Negoziare non è litigare. È spiegare che cosa comprende il tuo prezzo e che cosa no. In Francia dall'altra parte del tavolo c'è spesso un'agenzia che negozia ogni giorno, mentre tu negozi tre volte al mese. Quell'asimmetria si compensa con la preparazione.
Prima della conversazione
Fissa tre numeri e non cambiarli durante la chiamata: il tuo prezzo ideale, il tuo prezzo accettabile e il tuo minimo, sotto il quale dici di no.
Senza quel minimo scritto, qualsiasi pressione lo abbassa.
Le quattro risposte che proteggono il tuo prezzo
"Per noi è tanto."
Non abbassare il prezzo: abbassa il perimetro. "Con quella cifra posso fare due video invece di tre." Il prezzo a pezzo resta intatto.
"La prossima campagna sarà più grande."
Quasi mai lo è. "Perfetto, quando arriva quel progetto guardiamo un prezzo a volume. Chiudiamo questo a listino."

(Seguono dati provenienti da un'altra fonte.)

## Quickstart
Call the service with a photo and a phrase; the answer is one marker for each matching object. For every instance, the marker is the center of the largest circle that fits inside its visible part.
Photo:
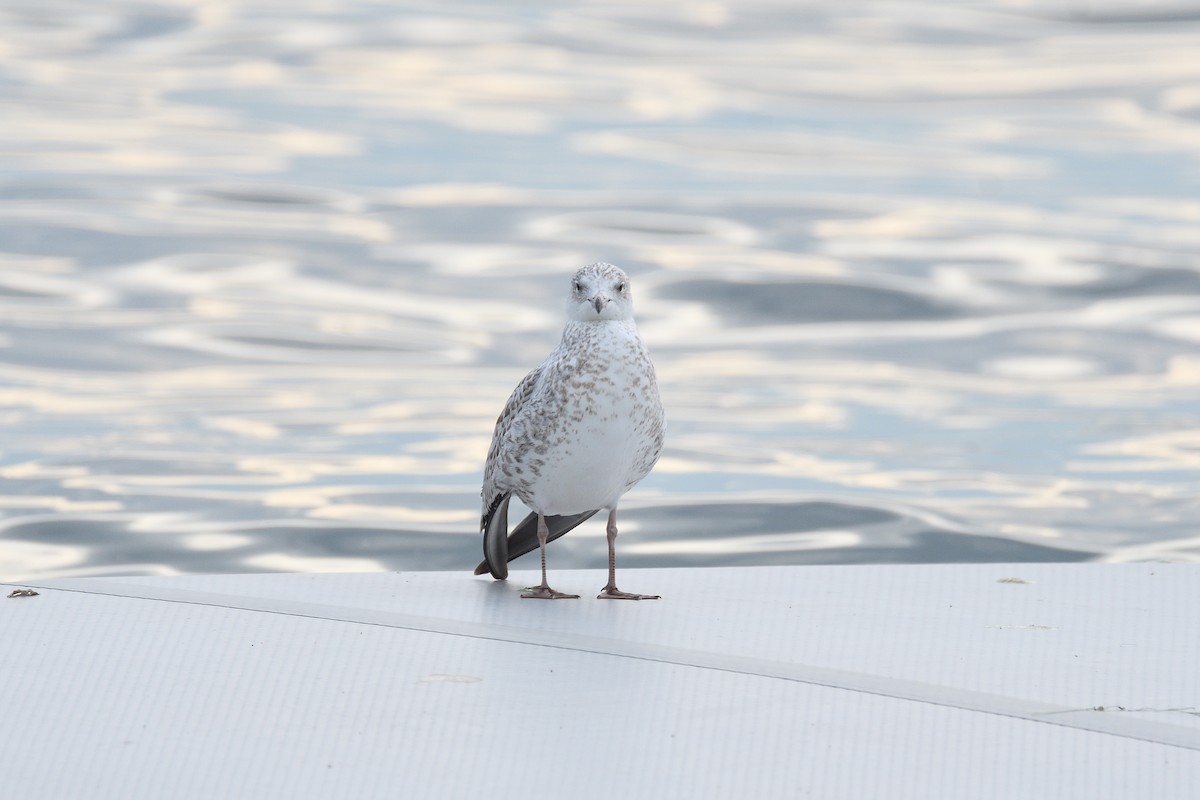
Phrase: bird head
(599, 292)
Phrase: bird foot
(613, 593)
(546, 593)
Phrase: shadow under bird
(576, 434)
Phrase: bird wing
(496, 493)
(523, 539)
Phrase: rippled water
(922, 280)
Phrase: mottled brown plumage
(577, 433)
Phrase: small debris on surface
(1020, 627)
(449, 679)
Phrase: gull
(576, 434)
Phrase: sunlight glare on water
(922, 281)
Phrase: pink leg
(611, 591)
(544, 591)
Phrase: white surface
(913, 681)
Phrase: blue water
(922, 282)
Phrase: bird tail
(496, 539)
(501, 547)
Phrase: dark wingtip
(496, 539)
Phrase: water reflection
(922, 287)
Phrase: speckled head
(599, 292)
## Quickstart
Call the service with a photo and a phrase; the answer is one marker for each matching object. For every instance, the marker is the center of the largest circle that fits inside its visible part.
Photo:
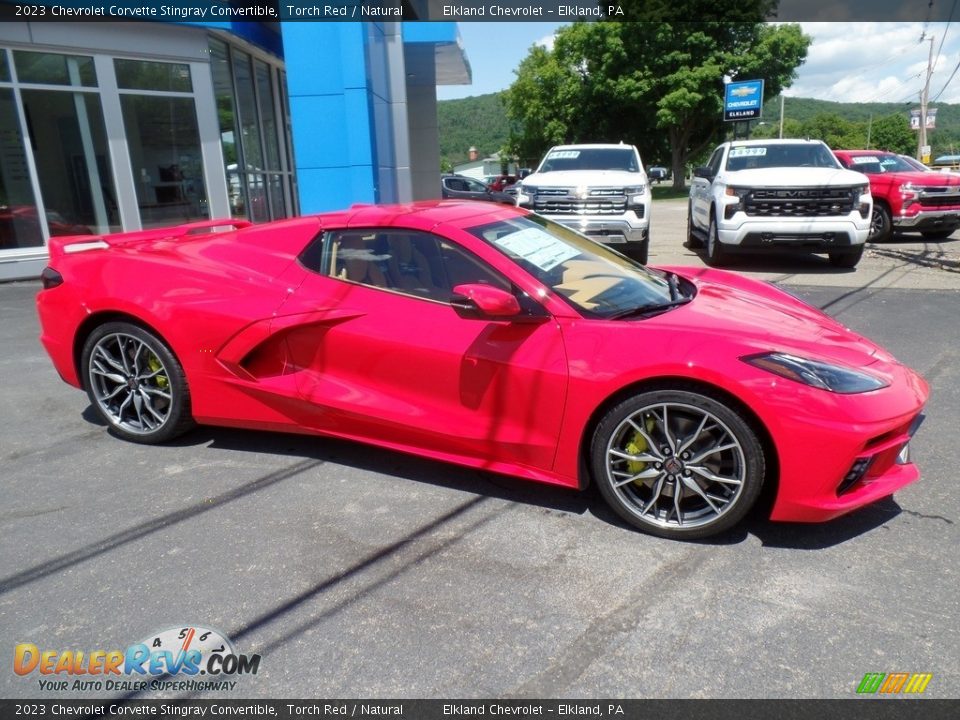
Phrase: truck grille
(940, 196)
(594, 201)
(800, 202)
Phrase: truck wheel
(638, 251)
(847, 259)
(716, 256)
(881, 226)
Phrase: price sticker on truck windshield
(748, 152)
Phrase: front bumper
(611, 230)
(818, 235)
(850, 452)
(928, 220)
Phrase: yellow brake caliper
(637, 445)
(162, 382)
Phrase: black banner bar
(874, 708)
(678, 11)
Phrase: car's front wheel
(881, 224)
(677, 463)
(135, 383)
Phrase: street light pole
(924, 98)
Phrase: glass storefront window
(267, 115)
(143, 75)
(55, 69)
(19, 221)
(69, 143)
(164, 144)
(247, 103)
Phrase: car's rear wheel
(846, 259)
(677, 463)
(135, 383)
(881, 225)
(716, 256)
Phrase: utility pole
(781, 116)
(924, 98)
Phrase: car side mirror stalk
(476, 301)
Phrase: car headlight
(826, 376)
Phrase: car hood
(573, 178)
(765, 318)
(795, 177)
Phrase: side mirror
(477, 301)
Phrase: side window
(404, 261)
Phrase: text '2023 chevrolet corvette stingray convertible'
(490, 337)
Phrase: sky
(861, 62)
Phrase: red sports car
(486, 336)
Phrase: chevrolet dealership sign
(743, 100)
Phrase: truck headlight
(526, 194)
(816, 373)
(635, 195)
(732, 208)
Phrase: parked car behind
(904, 198)
(461, 187)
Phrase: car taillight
(50, 278)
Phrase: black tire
(638, 251)
(881, 224)
(937, 234)
(693, 240)
(651, 504)
(846, 259)
(716, 255)
(135, 383)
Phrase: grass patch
(665, 191)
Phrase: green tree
(658, 85)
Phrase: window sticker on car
(747, 152)
(537, 247)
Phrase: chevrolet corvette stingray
(486, 336)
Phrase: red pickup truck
(906, 199)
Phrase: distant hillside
(482, 122)
(478, 121)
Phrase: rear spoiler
(68, 244)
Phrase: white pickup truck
(758, 194)
(599, 190)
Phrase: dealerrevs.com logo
(173, 659)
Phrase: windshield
(592, 278)
(880, 163)
(624, 159)
(748, 157)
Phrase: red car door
(383, 356)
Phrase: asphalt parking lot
(357, 572)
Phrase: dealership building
(116, 126)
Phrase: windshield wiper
(649, 309)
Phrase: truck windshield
(748, 157)
(623, 159)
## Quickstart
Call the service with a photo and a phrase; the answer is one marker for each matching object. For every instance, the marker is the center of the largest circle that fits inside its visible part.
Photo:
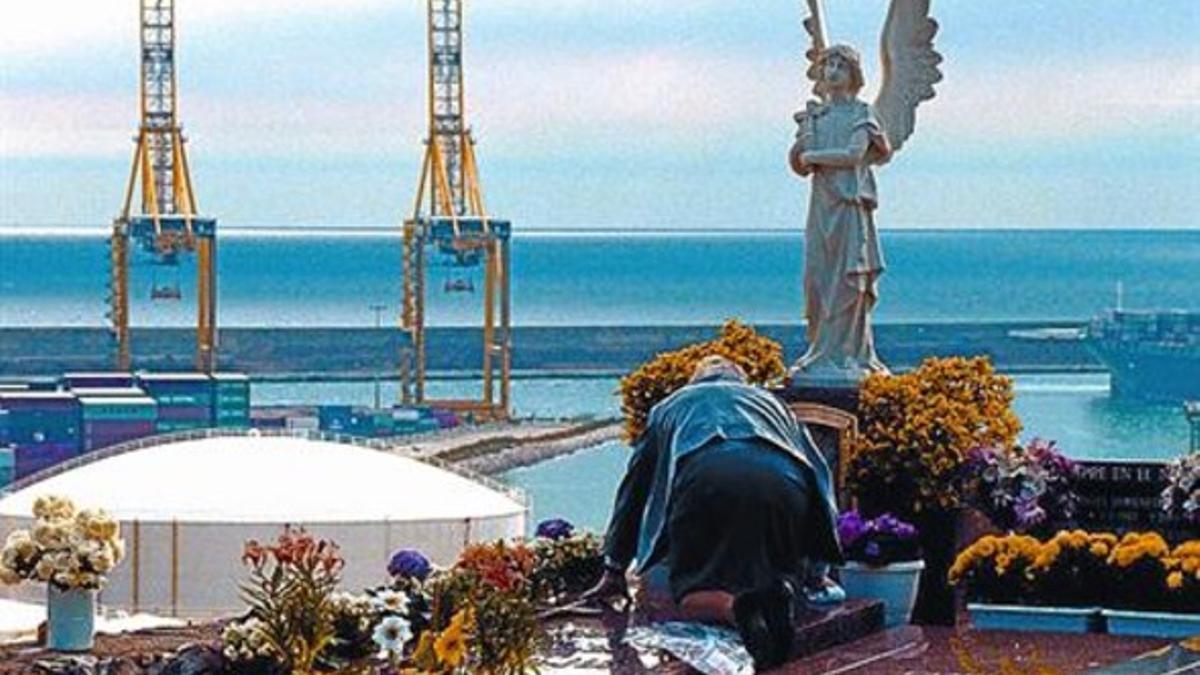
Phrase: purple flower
(850, 527)
(408, 563)
(555, 529)
(905, 531)
(873, 550)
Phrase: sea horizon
(393, 231)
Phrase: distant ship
(1150, 354)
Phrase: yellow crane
(449, 220)
(167, 225)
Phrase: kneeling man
(727, 490)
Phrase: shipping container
(408, 413)
(304, 423)
(185, 412)
(39, 400)
(109, 392)
(172, 425)
(118, 408)
(93, 380)
(335, 418)
(43, 384)
(178, 388)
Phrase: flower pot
(71, 620)
(1030, 617)
(894, 584)
(939, 535)
(1152, 623)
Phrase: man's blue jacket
(714, 407)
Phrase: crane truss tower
(449, 220)
(167, 225)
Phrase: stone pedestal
(844, 398)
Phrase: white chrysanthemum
(52, 535)
(391, 634)
(51, 508)
(9, 575)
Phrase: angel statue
(839, 139)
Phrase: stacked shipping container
(97, 380)
(108, 420)
(185, 399)
(41, 428)
(231, 400)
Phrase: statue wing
(814, 24)
(910, 67)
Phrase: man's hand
(611, 586)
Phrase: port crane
(167, 225)
(449, 222)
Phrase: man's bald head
(717, 365)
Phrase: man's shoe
(827, 593)
(779, 610)
(751, 625)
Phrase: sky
(606, 113)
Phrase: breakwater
(333, 353)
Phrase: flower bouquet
(567, 562)
(1181, 497)
(761, 358)
(1023, 489)
(71, 551)
(880, 541)
(885, 562)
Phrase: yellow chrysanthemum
(451, 645)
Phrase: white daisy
(391, 633)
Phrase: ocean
(288, 278)
(285, 278)
(1073, 410)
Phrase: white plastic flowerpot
(71, 620)
(894, 584)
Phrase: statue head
(717, 368)
(839, 69)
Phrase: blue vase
(894, 584)
(72, 619)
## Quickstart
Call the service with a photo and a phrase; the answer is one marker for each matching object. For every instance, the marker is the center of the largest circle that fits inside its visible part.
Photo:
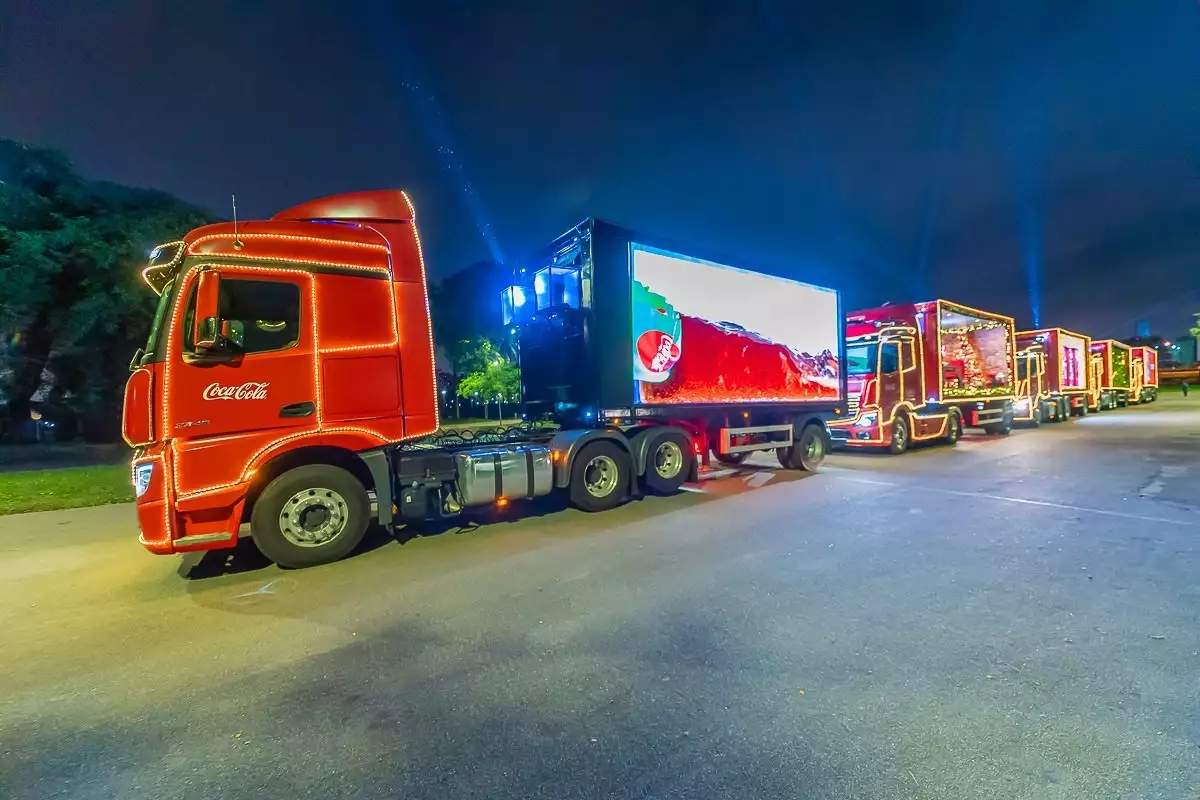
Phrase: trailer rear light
(142, 474)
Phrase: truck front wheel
(600, 476)
(953, 428)
(900, 435)
(310, 515)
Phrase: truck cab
(303, 340)
(886, 385)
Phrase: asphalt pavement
(1011, 618)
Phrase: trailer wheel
(807, 451)
(310, 515)
(953, 428)
(666, 463)
(600, 476)
(900, 435)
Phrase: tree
(75, 308)
(498, 382)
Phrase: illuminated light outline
(883, 426)
(1087, 349)
(429, 319)
(324, 240)
(175, 312)
(246, 473)
(1009, 347)
(154, 268)
(899, 332)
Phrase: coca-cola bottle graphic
(658, 335)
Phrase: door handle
(299, 409)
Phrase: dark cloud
(893, 149)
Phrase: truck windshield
(160, 319)
(862, 359)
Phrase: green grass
(72, 487)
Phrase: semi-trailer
(288, 379)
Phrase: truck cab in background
(922, 372)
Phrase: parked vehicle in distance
(1109, 374)
(1053, 374)
(1144, 374)
(922, 372)
(288, 379)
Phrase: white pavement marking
(1065, 506)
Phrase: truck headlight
(142, 474)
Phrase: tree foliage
(499, 379)
(75, 308)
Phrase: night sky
(1007, 154)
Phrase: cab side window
(889, 359)
(267, 313)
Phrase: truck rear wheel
(310, 515)
(600, 476)
(666, 463)
(808, 450)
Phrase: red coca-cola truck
(921, 372)
(1051, 374)
(1144, 374)
(1110, 374)
(288, 379)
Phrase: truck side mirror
(208, 311)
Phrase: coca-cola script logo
(246, 391)
(658, 350)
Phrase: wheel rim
(815, 450)
(667, 459)
(600, 476)
(313, 517)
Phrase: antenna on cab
(237, 241)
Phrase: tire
(901, 435)
(808, 451)
(666, 463)
(1037, 416)
(953, 428)
(325, 505)
(600, 476)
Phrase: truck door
(225, 408)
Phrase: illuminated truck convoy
(922, 372)
(1110, 364)
(1144, 374)
(1051, 374)
(288, 380)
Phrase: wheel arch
(310, 453)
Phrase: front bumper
(168, 524)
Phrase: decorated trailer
(1051, 374)
(1109, 374)
(922, 372)
(1144, 374)
(288, 380)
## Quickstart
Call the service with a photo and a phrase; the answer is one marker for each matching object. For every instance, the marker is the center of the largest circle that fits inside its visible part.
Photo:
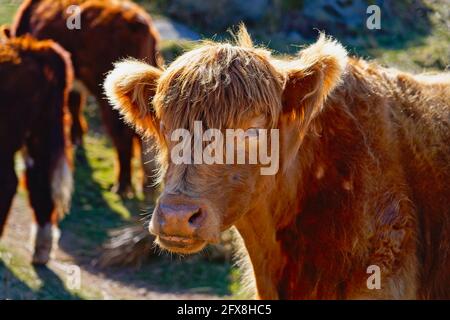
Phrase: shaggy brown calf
(364, 173)
(35, 77)
(109, 30)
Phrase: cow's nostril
(195, 217)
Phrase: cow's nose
(180, 220)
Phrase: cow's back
(420, 111)
(109, 31)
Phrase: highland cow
(108, 30)
(35, 78)
(364, 176)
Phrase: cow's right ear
(130, 87)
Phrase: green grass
(95, 211)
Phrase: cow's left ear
(311, 78)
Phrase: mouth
(180, 244)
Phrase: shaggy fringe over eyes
(220, 84)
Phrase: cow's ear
(130, 87)
(311, 78)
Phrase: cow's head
(225, 86)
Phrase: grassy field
(95, 211)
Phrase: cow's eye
(252, 132)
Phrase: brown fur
(110, 30)
(35, 77)
(365, 166)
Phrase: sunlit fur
(365, 158)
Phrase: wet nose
(180, 220)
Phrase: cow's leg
(122, 136)
(8, 186)
(77, 100)
(38, 178)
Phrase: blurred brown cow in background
(35, 78)
(109, 30)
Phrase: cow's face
(220, 87)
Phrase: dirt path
(21, 280)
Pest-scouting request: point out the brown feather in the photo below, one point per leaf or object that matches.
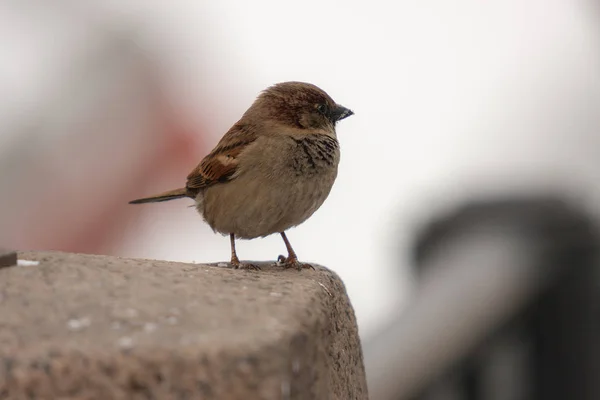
(165, 196)
(221, 164)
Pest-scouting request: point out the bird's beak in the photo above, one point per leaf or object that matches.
(340, 112)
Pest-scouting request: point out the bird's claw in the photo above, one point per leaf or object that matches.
(248, 266)
(286, 263)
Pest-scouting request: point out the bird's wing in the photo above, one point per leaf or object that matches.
(221, 164)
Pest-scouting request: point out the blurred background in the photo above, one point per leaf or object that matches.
(106, 101)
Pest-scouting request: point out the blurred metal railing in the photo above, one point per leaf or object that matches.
(506, 309)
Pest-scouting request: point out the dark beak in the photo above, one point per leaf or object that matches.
(340, 112)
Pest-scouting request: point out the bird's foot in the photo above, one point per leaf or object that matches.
(236, 264)
(287, 262)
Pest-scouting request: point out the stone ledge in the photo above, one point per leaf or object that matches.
(98, 327)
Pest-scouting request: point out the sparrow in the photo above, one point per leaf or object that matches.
(271, 171)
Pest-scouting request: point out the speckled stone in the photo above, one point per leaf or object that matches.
(96, 327)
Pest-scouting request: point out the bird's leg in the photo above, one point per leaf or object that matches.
(235, 261)
(291, 261)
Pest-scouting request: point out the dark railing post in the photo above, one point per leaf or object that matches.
(506, 308)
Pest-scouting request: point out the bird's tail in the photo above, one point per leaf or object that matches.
(166, 196)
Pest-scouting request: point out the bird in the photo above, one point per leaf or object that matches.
(271, 170)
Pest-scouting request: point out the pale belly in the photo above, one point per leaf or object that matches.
(251, 206)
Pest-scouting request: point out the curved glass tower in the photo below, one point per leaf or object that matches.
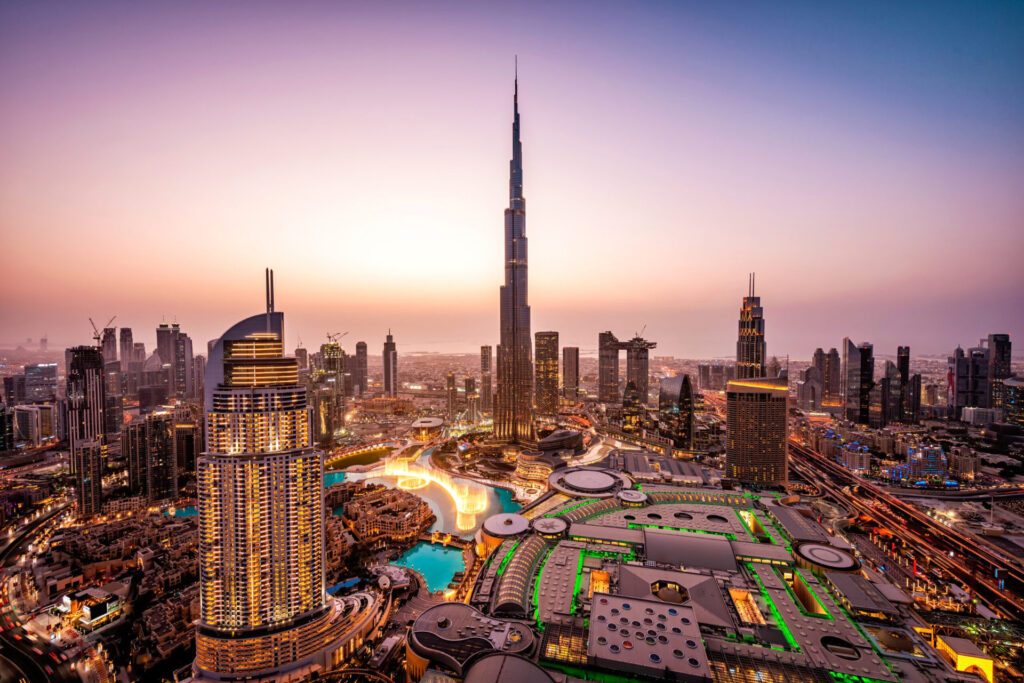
(263, 608)
(514, 412)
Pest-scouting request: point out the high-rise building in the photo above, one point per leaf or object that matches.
(472, 400)
(14, 390)
(199, 374)
(175, 350)
(390, 367)
(607, 368)
(148, 445)
(570, 372)
(165, 345)
(858, 380)
(809, 389)
(6, 428)
(186, 446)
(486, 385)
(967, 380)
(452, 395)
(637, 365)
(999, 356)
(757, 419)
(126, 347)
(86, 396)
(182, 367)
(832, 381)
(263, 608)
(359, 377)
(676, 413)
(1013, 399)
(89, 458)
(113, 388)
(546, 372)
(109, 344)
(751, 345)
(911, 411)
(633, 409)
(40, 382)
(514, 415)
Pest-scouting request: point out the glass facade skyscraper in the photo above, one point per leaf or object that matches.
(751, 345)
(263, 607)
(514, 414)
(547, 372)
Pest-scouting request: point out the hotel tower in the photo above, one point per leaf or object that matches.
(264, 613)
(514, 412)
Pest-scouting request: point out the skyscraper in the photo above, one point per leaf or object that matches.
(832, 379)
(999, 354)
(607, 368)
(88, 458)
(514, 416)
(40, 381)
(148, 445)
(109, 344)
(127, 348)
(546, 371)
(751, 345)
(263, 608)
(165, 342)
(359, 378)
(452, 396)
(968, 380)
(175, 351)
(472, 400)
(570, 372)
(757, 422)
(182, 366)
(6, 428)
(486, 401)
(86, 396)
(390, 367)
(858, 380)
(637, 365)
(676, 416)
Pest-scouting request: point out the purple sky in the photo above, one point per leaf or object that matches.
(864, 159)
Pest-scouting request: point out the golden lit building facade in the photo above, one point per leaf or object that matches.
(264, 613)
(757, 429)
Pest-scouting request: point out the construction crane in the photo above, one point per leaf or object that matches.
(96, 334)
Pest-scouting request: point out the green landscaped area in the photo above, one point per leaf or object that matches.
(360, 458)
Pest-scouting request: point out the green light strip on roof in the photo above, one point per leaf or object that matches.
(779, 622)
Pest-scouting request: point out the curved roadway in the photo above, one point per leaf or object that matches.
(22, 658)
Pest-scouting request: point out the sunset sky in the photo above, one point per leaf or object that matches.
(866, 159)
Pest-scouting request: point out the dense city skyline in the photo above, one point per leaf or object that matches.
(729, 150)
(421, 480)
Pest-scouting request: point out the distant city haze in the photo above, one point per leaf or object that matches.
(864, 160)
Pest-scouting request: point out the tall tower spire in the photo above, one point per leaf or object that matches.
(514, 410)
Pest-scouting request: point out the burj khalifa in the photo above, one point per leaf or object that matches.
(514, 414)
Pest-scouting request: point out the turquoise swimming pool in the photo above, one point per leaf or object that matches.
(437, 563)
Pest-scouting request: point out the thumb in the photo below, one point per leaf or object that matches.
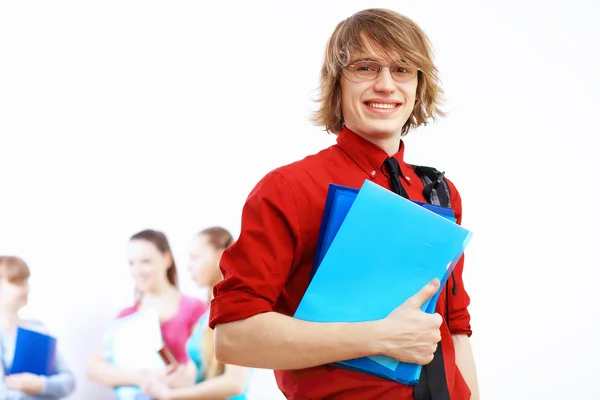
(424, 294)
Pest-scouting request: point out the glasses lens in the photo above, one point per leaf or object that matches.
(403, 73)
(366, 70)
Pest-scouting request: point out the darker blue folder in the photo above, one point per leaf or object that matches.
(375, 250)
(35, 353)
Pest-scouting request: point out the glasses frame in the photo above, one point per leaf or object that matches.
(349, 73)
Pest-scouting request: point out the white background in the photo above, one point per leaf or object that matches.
(121, 115)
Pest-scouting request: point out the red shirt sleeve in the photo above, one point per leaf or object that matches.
(256, 267)
(459, 319)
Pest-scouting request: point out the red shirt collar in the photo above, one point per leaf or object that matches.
(366, 155)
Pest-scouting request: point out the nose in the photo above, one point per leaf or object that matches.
(384, 82)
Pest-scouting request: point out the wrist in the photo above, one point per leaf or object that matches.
(378, 335)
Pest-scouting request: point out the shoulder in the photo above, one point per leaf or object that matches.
(284, 180)
(127, 311)
(34, 325)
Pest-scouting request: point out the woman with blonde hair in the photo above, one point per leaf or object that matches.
(14, 290)
(213, 379)
(153, 269)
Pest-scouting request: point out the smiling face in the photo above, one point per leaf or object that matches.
(377, 109)
(148, 265)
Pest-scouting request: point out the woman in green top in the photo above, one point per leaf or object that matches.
(212, 379)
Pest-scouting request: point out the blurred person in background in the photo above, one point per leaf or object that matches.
(153, 269)
(14, 290)
(212, 380)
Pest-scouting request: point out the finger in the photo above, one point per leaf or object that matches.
(424, 294)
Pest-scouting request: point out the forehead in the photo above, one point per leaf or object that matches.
(370, 50)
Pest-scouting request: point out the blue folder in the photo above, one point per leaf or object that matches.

"Un altro creator ci chiede la metà."
Rispondi con quello che comprende la tua consegna: tre ganci, sottotitoli riletti, consegna in cinque giorni lavorativi, una licenza chiara. Confrontare non è pareggiare.
"Possiamo usarlo anche in pubblicità?"
È quella che lascia più denaro sul tavolo. "Sì, la licenza pubblicitaria si quota a parte, dal trenta al cento per cento in più secondo la durata."
La richiesta tipica delle agenzie francesi
Arriva quasi sempre in questa forma: "il nostro cliente richiede una cessione di diritti perpetua, tutti i media, mondo". Presentata come una clausola standard e non negoziabile.
È effettivamente standard nei loro contratti. Questo non la rende gratuita.
La risposta giusta non è rifiutare, è metterla a prezzo: "Nessun problema, una cessione perpetua mondiale si fattura a questa cifra, su una riga a parte." Un'agenzia seria lo trova normale, perché è esattamente quello che fattura al proprio cliente.
Il dettaglio fiscale
Indica sempre "prezzi al netto delle imposte" e, se sei in regime di franchigia, includi la dicitura corrispondente. Un preventivo da trecento euro frainteso diventa una conversazione imbarazzante al momento della fattura.
Come alzare la tariffa
Applica il prezzo nuovo ai clienti nuovi e aspetta due o tre mesi. Quando la domanda è stabile, avvisa i clienti ricorrenti con un mese di anticipo.
Il momento migliore per alzare è settembre, quando si decidono i budget di fine anno.
Quando dire di no
Quando vogliono i diritti pubblicitari senza pagarli. Quando il brief cambia tre volte prima di iniziare. Quando propongono di lavorare gratis "come prova". E quando il prezzo scende sotto il tuo minimo.